The novel’s third section begins with a chapter focused on Sheriff Fate Turner and his investigation of the murders. With the coming of spring, evidence hidden by the snow is revealed, and floods force a removal of Lester’s possessions to another cave on higher ground. It is clear that Lester’s life of crime will soon be detected. But the exposure is more directly of Lester’s own doing. Despite the occasional re-emergence of “some old shed self that came yet from time to time in the name of sanity, a hand to gentle him back from the rim of his disastrous wrath” (158), he dreams one night that he is “riding to his death” (171). The next day he shows up at Greer’s place dressed in clothes and a scalp taken from his victims, ambushing him.

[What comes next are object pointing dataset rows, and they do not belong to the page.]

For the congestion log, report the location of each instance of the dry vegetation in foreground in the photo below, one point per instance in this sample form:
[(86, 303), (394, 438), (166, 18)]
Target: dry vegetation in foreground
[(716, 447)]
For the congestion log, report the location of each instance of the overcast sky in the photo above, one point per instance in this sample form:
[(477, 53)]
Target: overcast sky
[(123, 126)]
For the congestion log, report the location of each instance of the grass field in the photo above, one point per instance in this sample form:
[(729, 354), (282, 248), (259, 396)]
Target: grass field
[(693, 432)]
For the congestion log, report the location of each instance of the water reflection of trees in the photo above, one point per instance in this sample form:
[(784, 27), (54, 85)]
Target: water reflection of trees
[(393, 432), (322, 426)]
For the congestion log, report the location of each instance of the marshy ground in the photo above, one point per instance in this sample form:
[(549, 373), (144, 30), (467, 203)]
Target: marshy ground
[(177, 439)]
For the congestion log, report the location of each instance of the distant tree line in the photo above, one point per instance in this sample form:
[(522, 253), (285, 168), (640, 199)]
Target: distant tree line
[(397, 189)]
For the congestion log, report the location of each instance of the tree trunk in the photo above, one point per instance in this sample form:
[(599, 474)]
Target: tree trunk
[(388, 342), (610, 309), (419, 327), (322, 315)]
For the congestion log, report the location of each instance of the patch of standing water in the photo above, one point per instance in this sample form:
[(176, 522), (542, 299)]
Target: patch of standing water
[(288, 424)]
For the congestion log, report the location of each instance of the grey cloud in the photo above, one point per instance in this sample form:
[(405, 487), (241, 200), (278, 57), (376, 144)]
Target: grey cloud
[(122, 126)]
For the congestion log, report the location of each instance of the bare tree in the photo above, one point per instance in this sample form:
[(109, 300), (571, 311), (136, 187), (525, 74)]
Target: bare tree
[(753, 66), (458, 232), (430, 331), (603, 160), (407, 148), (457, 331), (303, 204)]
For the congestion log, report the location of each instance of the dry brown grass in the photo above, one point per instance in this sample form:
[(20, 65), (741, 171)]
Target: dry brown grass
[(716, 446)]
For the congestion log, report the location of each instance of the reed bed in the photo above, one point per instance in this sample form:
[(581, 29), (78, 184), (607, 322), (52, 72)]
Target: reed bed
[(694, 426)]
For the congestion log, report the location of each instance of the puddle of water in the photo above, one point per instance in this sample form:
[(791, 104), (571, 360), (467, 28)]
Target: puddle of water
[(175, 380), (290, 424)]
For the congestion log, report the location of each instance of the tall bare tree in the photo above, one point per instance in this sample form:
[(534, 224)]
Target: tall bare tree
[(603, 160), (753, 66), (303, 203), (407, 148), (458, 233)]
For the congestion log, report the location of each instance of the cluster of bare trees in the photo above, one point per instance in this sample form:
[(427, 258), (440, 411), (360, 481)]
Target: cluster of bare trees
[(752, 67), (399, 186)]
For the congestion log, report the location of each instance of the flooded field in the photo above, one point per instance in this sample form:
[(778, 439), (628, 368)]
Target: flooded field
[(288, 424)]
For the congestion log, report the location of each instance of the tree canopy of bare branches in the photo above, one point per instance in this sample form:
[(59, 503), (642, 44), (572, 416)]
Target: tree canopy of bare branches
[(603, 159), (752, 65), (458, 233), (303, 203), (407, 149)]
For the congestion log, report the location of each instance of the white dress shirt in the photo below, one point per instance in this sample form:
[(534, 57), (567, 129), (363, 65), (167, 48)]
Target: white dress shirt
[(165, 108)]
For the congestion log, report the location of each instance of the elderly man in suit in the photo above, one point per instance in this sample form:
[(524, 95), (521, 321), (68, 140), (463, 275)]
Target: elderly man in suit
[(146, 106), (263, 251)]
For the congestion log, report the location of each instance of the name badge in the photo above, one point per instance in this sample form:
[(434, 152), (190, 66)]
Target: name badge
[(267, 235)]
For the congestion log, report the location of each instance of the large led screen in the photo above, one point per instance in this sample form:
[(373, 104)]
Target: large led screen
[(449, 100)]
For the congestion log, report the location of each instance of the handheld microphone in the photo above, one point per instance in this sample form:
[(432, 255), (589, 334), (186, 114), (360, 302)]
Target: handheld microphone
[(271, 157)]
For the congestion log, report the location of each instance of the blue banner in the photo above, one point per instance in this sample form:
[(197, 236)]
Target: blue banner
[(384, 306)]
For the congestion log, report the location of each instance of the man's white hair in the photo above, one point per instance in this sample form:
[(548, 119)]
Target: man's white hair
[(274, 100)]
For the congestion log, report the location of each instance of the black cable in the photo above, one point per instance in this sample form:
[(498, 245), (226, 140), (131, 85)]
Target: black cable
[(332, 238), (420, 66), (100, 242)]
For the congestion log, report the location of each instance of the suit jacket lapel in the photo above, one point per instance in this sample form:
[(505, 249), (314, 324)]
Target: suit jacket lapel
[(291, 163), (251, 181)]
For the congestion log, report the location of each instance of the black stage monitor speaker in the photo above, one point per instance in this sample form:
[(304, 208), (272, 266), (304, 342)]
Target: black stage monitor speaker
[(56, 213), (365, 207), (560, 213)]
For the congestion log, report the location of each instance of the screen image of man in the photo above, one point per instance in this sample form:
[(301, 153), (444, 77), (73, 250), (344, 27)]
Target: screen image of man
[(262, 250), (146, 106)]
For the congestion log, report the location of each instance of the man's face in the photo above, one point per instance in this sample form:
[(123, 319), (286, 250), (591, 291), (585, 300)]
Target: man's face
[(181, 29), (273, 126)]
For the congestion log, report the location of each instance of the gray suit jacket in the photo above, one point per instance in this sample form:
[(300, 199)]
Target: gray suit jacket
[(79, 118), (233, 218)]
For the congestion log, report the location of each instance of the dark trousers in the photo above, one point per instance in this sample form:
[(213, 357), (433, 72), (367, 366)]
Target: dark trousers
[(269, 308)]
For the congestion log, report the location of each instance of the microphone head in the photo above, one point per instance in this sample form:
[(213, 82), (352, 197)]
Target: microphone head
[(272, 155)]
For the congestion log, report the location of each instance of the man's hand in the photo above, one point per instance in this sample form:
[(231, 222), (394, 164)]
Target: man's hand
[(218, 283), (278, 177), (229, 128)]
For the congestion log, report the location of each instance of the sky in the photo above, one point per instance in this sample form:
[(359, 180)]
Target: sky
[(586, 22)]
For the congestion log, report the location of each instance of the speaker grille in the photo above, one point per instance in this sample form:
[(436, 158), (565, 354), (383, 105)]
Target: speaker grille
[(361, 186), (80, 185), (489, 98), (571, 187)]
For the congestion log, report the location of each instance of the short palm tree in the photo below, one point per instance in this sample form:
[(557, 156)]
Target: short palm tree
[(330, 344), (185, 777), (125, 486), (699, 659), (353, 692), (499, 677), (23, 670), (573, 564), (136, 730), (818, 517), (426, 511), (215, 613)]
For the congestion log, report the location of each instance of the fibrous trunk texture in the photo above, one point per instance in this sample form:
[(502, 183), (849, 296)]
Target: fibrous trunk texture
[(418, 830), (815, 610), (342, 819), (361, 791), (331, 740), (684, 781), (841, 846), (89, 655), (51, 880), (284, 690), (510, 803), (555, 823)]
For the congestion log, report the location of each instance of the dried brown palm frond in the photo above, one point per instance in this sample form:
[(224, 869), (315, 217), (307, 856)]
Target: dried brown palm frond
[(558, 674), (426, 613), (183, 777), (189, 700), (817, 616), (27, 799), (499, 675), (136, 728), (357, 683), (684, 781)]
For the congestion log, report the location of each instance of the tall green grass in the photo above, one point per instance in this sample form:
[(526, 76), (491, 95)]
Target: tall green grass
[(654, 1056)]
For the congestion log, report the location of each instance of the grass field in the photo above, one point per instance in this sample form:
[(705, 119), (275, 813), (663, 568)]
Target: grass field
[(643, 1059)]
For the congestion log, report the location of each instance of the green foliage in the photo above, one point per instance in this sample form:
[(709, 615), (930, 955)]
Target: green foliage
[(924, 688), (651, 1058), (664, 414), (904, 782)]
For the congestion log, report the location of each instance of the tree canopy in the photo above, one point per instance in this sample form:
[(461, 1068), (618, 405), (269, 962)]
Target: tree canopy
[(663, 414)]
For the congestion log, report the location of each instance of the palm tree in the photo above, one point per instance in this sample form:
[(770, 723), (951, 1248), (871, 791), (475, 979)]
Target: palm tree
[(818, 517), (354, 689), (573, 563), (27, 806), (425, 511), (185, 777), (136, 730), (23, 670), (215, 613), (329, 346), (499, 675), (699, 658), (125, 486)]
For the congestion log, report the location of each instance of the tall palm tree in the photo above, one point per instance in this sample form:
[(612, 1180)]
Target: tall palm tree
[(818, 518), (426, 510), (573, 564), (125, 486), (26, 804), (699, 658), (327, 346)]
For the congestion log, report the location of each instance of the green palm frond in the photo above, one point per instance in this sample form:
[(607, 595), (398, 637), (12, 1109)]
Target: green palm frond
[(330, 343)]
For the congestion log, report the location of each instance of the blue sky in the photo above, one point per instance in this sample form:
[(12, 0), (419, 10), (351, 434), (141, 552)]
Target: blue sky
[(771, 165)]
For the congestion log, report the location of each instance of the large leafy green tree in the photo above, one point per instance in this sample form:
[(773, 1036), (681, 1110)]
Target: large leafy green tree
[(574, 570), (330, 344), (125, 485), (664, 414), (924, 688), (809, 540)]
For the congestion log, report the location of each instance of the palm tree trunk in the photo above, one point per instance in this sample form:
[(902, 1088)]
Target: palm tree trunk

Greer’s return fire carries away Lester’s arm, a loss that elicits no surprise in him when he wakes in a hospital. When a mob kidnaps him and threatens to kill him if he does not lead them to his victims’ bodies, Lester takes them into the caves, where he eludes them. But he is himself lost, and he wanders underground for five days seeking a way out and imagining his death. When at last he emerges, he has a moment of epiphany, recognizing himself in the face of a young boy in the window of a church bus that passes him. He returns to the hospital, affirming, “I’m supposed to be here” (192), finally achieving an ironic mode of inclusion within the community that had compounded his parents’ abandonment. He becomes a ward and possession of the community’s institutions, incarcerated in an asylum until he dies, when his body is dissected by medical students. The novel’s end juxtaposes the bagging and disposal of Lester Ballard’s mortal flesh with that of his victims, raised from their cave to be interred by the state.

Child of God is apparently based on a historical murder case in Tennessee, and McCarthy’s story is anchored within a rich texture of realistic detail. Yet it is also rich in metaphysical suggestion, and with its economy of focus, pared of extraneous incident, character or subplot, it can be read as myth or parable, much like Outer Dark (1968). Despite its tracing of Lester’s process of alienation and loss of moral direction, the novel resists all effort on the part of community or reader to explain empirically either his crimes or his quasi-redemption. The novel insists that such explanations are specious a posteriori false comfort, and that Lester Ballard is finally, or potentially, everyman: “A child of God much like yourself perhaps” (4).